GRIP/TRIPOD ST-7 or SIMILAR. This is a “must” for sharper, clearer pictures under any condition. It is essential for night photography, time exposure, self-portraits, etc. to prevent camera shake.


The Auxiliary Lens Set consists of an auxiliary telephoto lens which extends the focal length of the camera lens to 58.4mm and an auxiliary wide angle lens which reduces the focal length of the camera lens to 37.7mm. To make picture composition easier and more accurate, an exclusive viewfinder is supplied to serve both lenses. Be sure to read the limitations and instructions required to use these lenses on the Yashica Guy web site before deciding to purchase this item.


* Keep both the inside and outside of your camera clean. Use a soft, clean cloth.
*To clean the lens, first blow away any dust or grit, then clean with a lens brush or soft, clean lintless cloth.
* Avoid storing the camera with the shutter charged.
* Do not leave the camera in the glove compartment or trunk of a car, or in direct sunlight, as heat may
   affect the film, battery, etc.
* When the camera is not in use for a long period of time, remove the battery and store in a cool,
   dry place. It is advisable to carry a spare battery.
*Do not dismantle the camera or the lens for cleaning.
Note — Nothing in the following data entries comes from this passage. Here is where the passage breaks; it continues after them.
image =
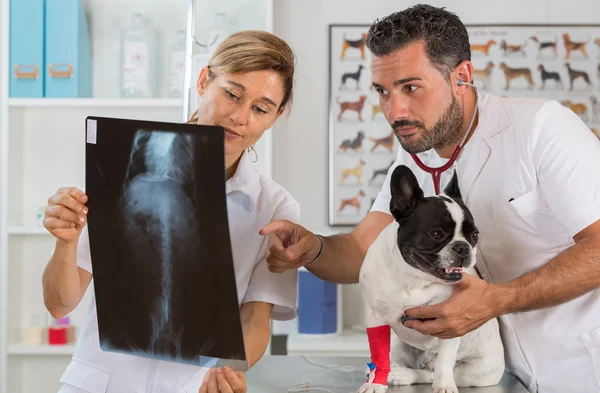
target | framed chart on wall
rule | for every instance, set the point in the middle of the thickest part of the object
(362, 145)
(560, 62)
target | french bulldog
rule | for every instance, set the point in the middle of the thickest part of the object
(414, 262)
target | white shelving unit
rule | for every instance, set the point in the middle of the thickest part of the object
(40, 350)
(41, 150)
(94, 103)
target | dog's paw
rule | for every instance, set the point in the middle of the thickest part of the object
(372, 388)
(401, 376)
(448, 387)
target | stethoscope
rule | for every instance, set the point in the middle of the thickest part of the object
(436, 173)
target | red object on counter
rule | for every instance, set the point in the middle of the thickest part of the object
(57, 335)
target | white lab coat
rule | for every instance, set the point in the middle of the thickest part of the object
(253, 201)
(530, 174)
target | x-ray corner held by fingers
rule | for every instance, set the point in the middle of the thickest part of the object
(162, 262)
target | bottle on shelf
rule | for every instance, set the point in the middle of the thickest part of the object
(177, 65)
(218, 30)
(138, 59)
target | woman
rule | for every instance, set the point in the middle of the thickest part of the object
(246, 86)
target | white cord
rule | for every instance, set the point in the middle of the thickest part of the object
(305, 386)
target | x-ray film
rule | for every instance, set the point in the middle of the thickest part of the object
(159, 236)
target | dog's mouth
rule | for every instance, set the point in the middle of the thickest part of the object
(451, 274)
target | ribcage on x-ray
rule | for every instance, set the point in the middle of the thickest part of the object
(158, 208)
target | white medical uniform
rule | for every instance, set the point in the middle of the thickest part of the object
(253, 201)
(530, 174)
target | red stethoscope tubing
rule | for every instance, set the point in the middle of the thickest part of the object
(436, 173)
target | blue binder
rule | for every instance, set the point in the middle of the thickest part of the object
(68, 70)
(26, 48)
(317, 305)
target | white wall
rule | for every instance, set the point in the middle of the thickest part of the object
(300, 160)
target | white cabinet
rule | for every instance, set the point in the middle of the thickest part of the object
(42, 148)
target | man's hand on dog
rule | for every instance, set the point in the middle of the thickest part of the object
(472, 304)
(290, 245)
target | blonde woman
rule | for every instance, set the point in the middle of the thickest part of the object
(246, 86)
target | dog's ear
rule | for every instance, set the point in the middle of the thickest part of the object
(452, 189)
(405, 191)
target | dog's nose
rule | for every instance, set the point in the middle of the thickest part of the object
(462, 249)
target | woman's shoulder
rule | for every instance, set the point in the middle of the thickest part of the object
(273, 193)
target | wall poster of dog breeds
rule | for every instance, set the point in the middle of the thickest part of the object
(159, 240)
(362, 145)
(559, 62)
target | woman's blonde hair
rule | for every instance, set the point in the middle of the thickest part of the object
(254, 50)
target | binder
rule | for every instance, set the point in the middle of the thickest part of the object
(26, 48)
(68, 65)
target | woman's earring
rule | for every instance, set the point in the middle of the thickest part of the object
(251, 148)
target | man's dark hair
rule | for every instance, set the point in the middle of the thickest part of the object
(446, 38)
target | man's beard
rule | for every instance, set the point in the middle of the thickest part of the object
(446, 131)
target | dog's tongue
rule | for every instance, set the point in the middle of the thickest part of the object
(450, 270)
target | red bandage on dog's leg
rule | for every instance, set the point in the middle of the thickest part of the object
(379, 344)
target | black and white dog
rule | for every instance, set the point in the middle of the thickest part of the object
(414, 262)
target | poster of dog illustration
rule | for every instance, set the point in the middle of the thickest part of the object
(362, 145)
(559, 62)
(159, 237)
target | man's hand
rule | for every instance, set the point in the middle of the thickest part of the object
(473, 303)
(223, 380)
(290, 245)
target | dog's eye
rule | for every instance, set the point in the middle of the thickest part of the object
(437, 235)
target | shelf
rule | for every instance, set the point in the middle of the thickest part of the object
(23, 349)
(348, 343)
(41, 231)
(95, 102)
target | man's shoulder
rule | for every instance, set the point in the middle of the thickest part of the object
(519, 107)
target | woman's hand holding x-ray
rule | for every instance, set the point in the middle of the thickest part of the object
(66, 214)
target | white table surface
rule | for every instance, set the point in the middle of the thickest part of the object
(276, 374)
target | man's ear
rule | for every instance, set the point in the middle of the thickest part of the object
(452, 189)
(405, 191)
(201, 82)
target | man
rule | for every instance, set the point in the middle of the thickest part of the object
(528, 172)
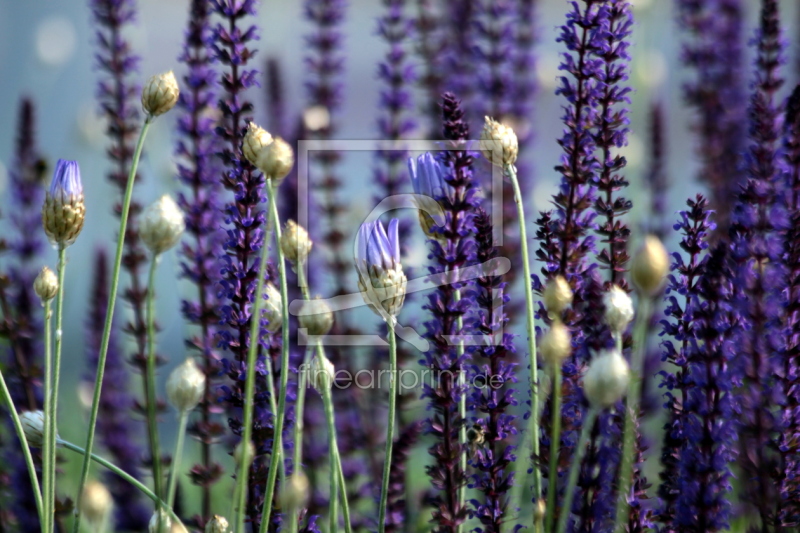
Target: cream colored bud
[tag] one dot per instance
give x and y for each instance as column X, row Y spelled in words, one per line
column 96, row 502
column 556, row 344
column 606, row 380
column 162, row 225
column 500, row 146
column 160, row 94
column 186, row 386
column 322, row 373
column 294, row 495
column 33, row 427
column 619, row 309
column 218, row 524
column 255, row 140
column 557, row 295
column 273, row 311
column 46, row 285
column 295, row 243
column 650, row 266
column 316, row 317
column 276, row 160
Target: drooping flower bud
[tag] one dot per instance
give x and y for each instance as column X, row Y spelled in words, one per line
column 96, row 502
column 162, row 225
column 322, row 373
column 380, row 274
column 295, row 243
column 606, row 380
column 33, row 426
column 499, row 143
column 46, row 285
column 557, row 296
column 218, row 524
column 619, row 309
column 64, row 210
column 186, row 385
column 650, row 266
column 316, row 317
column 276, row 160
column 556, row 344
column 255, row 140
column 160, row 94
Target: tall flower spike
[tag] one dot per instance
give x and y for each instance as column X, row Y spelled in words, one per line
column 64, row 209
column 380, row 274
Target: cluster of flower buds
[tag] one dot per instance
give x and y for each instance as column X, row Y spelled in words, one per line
column 499, row 143
column 162, row 225
column 64, row 210
column 380, row 274
column 273, row 156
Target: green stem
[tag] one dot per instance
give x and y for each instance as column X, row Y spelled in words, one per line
column 150, row 380
column 112, row 298
column 631, row 412
column 127, row 477
column 26, row 451
column 176, row 461
column 266, row 513
column 387, row 466
column 555, row 441
column 529, row 312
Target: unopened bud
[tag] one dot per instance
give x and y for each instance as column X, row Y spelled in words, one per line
column 606, row 380
column 619, row 309
column 650, row 266
column 162, row 225
column 255, row 140
column 500, row 143
column 295, row 243
column 46, row 285
column 316, row 317
column 96, row 502
column 160, row 94
column 556, row 344
column 557, row 296
column 186, row 386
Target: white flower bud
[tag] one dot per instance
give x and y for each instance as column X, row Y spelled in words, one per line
column 500, row 143
column 46, row 285
column 606, row 380
column 186, row 386
column 650, row 266
column 160, row 94
column 218, row 524
column 162, row 225
column 33, row 426
column 276, row 160
column 557, row 295
column 96, row 502
column 556, row 344
column 322, row 373
column 295, row 243
column 316, row 317
column 619, row 309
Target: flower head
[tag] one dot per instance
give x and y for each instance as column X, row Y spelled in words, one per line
column 380, row 275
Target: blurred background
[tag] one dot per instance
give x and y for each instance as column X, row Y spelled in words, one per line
column 46, row 53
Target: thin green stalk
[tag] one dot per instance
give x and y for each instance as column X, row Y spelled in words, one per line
column 511, row 171
column 127, row 477
column 277, row 446
column 26, row 451
column 176, row 458
column 112, row 299
column 555, row 441
column 575, row 467
column 631, row 412
column 387, row 466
Apply only to G, GS, GSN. Download data on other models from the Yashica Guy site.
Lens:COLOR-YASHINON DX f/1.7 45mm; 6 elements in 4 groups, stops down to f/16. Shutter: Electronic shutter with an infinite range of speeds from l/500 sec. to 30 seconds; B setting; built-in self-timer; M and X sync; shutter release lock; automatic setting. Focusing: Coupled range/viewfinder focusing; 0.8 meter (2’6”) to infinity; bright frame with automatic parallax compensation. Exposure Control: Solid-state “Electronic Brain” controls the electronic shutter according to light intensity measured by the CDs sensor; precise shutter speed for correct exposure in any light is determined and set AUTOMATICALLY; exposure symbols for easy selection of aperture, arrows warn against over exposure and signal slow shutter speed and advisability of using a tripod; ASA range varies with model from 25 to 1000 (DIN 15-31); original power source - Mercury 5.6 V Mallory TR164, Eveready E164 or equivalent, or Yashica Guy environment-friendly Adapter. Other Features: Single-stroke film advance lever charges shutter, sets electronic exposure control to standby condition, registers count of exposed frames and prevents double exposure, automatic resetting exposure counter; fold-away crank-handle for rapid film rewind; multi-slot take-up spool for easy film loading; battery checker incorporated in the exposure counter window. Lens Shade: 57mm slip-on type. Filters: 55mm screw-in type. Dimensions: 180 x 84 x 73.5mm (4.08 x 3.3 x 2.89 in.) Weight: 750 grams (1.65 lbs).